I was recently over in Melbourne for a most enjoyable stay – I love Melbourne for its vibrancy, open spaces, use of art work, reclamation of the docklands area, and more recently, its alleyways. There was a fascinating insight into this reuse of alleyways on Andreas Dalgaard’s documentary ‘The Human Scale’ which showed how urban environments impact and enhance human life and happiness. He highlights much of the work of Jann Geld, the architect who visited Christchurch at the beginning of the rebuild planning with a view to introducing some of his ideas into the new city.
But what impressed me also was the ease of access into most buildings and on the pavements. There was frequent change of pavement surfaces so that those with limited vision were aware of where they were stepping off a curb or at a traffic intersection. All public buildings visited had easily accessible ramped access and automatic doors were in many of the shops. The Botanic Gardens also had fantastic paths for anyone pushing a child’s buggy or a wheelchair, though it would take a more athletic person to push an adult around the gardens in certain areas!

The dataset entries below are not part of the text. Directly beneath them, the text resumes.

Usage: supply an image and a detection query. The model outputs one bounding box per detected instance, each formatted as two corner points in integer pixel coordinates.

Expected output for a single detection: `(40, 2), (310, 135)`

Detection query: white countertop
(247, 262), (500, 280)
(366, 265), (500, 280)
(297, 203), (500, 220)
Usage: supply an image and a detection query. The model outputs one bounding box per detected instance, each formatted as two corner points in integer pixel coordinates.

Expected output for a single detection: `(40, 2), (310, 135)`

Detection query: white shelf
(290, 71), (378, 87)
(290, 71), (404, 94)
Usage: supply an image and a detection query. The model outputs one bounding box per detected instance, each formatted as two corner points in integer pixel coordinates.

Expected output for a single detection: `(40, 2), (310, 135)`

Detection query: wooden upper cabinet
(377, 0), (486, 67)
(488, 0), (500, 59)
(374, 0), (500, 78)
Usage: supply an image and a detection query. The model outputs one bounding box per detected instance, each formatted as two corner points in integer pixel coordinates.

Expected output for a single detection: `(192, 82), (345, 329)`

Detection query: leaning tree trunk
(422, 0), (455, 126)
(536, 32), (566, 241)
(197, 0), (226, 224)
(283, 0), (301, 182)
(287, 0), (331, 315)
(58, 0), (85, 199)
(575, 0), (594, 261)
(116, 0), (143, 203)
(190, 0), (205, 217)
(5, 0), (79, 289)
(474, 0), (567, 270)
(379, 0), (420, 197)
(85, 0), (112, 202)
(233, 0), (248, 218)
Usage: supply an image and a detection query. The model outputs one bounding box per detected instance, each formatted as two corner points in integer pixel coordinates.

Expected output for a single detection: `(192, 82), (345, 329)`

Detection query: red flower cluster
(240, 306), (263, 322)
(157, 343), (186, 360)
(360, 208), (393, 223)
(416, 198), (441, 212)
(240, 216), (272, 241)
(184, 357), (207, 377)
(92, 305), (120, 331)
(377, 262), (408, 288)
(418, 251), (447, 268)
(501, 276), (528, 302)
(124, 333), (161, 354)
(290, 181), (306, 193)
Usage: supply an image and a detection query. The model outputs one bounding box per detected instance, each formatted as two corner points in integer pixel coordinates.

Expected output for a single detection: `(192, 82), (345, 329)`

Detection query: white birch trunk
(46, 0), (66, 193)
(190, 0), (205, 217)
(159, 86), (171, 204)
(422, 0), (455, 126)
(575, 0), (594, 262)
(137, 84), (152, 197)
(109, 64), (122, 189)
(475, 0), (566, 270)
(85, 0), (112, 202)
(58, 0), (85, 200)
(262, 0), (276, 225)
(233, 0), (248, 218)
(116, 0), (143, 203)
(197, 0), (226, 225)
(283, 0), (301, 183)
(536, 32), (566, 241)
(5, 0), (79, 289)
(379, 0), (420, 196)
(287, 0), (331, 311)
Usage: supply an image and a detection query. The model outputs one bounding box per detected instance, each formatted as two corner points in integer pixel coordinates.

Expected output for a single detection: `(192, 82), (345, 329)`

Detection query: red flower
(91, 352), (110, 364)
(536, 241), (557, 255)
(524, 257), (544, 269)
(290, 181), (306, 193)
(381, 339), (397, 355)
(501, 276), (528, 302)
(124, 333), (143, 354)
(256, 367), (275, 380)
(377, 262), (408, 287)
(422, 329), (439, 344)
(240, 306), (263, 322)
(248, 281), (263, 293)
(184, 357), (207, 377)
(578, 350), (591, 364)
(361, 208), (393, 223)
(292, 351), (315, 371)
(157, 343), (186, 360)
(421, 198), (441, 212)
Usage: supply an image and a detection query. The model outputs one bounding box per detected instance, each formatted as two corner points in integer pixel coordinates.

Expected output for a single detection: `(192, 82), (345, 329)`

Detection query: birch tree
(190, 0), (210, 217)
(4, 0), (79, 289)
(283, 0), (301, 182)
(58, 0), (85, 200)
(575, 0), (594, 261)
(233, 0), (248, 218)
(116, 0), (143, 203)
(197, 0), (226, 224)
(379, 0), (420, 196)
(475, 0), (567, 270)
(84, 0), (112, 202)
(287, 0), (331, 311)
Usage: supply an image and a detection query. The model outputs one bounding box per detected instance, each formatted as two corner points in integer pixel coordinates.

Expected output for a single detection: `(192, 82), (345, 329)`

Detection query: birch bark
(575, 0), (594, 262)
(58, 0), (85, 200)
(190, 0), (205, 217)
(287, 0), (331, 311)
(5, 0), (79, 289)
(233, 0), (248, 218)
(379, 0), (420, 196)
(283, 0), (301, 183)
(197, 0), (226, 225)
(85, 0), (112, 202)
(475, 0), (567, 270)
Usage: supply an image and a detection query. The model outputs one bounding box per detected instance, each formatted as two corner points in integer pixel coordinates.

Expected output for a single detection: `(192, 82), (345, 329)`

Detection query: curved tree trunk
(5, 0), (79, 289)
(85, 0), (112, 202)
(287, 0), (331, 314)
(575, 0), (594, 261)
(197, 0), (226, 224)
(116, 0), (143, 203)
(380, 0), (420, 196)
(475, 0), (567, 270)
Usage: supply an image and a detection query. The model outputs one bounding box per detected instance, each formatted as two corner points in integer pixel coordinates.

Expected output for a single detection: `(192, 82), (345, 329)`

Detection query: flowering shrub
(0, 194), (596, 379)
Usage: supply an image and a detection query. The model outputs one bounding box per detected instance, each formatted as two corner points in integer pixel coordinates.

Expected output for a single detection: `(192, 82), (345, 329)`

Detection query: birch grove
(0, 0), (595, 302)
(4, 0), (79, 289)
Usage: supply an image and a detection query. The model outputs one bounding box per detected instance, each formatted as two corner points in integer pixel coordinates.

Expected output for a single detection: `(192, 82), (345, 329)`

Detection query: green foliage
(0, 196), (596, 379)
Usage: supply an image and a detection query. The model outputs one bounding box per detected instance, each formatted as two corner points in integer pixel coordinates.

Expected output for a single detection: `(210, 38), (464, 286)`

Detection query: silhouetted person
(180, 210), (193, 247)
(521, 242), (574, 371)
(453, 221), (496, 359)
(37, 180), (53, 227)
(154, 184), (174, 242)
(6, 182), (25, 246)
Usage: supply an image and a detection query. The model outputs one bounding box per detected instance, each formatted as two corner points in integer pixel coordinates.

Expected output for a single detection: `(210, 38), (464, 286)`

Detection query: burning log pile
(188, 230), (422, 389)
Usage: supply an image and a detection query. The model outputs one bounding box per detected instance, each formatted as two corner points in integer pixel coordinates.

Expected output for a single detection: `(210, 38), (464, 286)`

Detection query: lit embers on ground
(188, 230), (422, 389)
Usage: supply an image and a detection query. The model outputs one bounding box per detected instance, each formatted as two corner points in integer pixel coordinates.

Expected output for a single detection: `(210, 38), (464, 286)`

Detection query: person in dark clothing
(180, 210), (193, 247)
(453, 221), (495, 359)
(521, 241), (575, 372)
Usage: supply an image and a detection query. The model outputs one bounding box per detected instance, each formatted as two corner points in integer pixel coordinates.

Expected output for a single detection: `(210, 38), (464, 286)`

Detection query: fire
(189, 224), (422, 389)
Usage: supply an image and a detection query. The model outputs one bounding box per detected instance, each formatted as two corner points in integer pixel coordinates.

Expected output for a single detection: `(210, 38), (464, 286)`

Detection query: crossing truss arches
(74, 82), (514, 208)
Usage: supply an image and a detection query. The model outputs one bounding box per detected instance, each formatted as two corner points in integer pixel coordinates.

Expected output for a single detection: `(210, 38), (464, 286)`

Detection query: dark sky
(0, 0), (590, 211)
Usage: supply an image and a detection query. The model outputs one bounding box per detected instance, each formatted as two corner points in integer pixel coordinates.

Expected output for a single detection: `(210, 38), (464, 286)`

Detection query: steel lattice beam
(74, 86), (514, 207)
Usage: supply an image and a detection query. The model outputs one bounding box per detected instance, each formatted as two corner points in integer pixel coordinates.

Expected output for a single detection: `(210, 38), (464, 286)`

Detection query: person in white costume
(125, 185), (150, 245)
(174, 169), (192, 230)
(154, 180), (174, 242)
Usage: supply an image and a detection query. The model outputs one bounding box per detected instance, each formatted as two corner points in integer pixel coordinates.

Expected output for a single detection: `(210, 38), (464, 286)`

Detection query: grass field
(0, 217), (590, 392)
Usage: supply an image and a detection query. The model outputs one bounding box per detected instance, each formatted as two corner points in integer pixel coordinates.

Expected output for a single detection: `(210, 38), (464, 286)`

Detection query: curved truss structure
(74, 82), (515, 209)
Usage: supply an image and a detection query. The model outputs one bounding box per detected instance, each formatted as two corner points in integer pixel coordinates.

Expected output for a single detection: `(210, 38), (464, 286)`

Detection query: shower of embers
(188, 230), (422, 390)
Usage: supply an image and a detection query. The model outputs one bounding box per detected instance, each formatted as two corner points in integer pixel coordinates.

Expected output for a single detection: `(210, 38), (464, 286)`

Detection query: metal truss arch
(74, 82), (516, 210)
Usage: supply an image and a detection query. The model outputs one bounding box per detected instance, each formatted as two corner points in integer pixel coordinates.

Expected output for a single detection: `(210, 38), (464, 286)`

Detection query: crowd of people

Why, you might ask, is this so important. The reason is that some 20% of the population lives with a disability of some kind. Add the ageing population, families with young children, anyone with a temporary injury or illness and you have many people requiring easy access into public places. That’s a lot of people. We haven’t always seen that many people in wheelchairs out and about, simply because access hasn’t been great in many areas. And this is only one type of disability which restricts access. Others include vision and hearing impairment, language barriers, difficulty with reading and understanding things. Looking at these areas, makes you realise that we all have access needs at some point in our lives.
The number of people visible in wheelchairs and mobility scooters was a noticeable feature of this visit to Melbourne, and the reason once again, is that is a city which is easy to get around.
So, when you are planning changes with a home or workplace, make sure you consider accessibility, if not now, then for the future. It’s much easier to build accessibility into a building rather than make a change once built. You never know when it will be needed.